Do you feel as if Inoue’s attitude toward the government changes through that experience?

Issei Ogata

That will never change. Because of Rodrigues, it's going to be even harder for him to continue this persecution, but [loyalty to the government] is something that he would always have within himself and will never let go.

Alissa Wilkinson

In one scene, Inoue and Rodrigues are sitting across from each other, talking about the missionaries’ failure to understand Japanese culture and the government’s opposition to the Christians. Watching that scene, it seems as if these two men are shades of each other — opposite sides of the same coin. Did you think of them in that way at all?

Issei Ogata

When I'm playing, I don't think about these things. I don't think about the contrast and the shades and all those things. But it's very nice to hear the result of it, because when I’m playing, I’m very focused on the performance, the face. When you see the film and see these kinds of contrast, that's very encouraging to hear.

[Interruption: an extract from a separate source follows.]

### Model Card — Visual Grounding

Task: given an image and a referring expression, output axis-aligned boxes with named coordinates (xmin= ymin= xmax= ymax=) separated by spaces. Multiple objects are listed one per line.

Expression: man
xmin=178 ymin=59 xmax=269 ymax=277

'Silence' New York Screening And Q&A
Ogata at a screening and Q&A of Silence in New York City on December 8, 2016.
Photo by Rob Kim/Getty Images

Alissa Wilkinson

What did you think of Endō’s novel when you read it?

Issei Ogata

I felt lot of sympathy toward Kichijiro. I could really relate. I saw myself in Kichijiro. I would do that. When I read the screenplay, I just felt so bad for Kichijiro, because at least Rodrigues sort of had this mission. You can believe that he's saved at the end. For pretty much everybody in the novel, there is some kind of salvation, so to speak. But Kichijiro, he just has no knowledge, no hope, no salvation. I felt a lot of sympathy for him.

Alissa Wilkinson

Watching the movie now, what is your takeaway from the film?

Issei Ogata

I saw it in Los Angeles about a week ago for the first time. I knew that I was overwhelmed with emotions, but I couldn't come up with words. I couldn't articulate it, so I was very frustrated.

Yesterday, I started to think that this is the type of film that would really stay with me for the rest of my life — in the hard times, lonely times, challenging times. It's sort of the film that would continue to speak to me for the rest of my life. In this sense, I will never be lonely. Maybe Kichijiro should watch this film.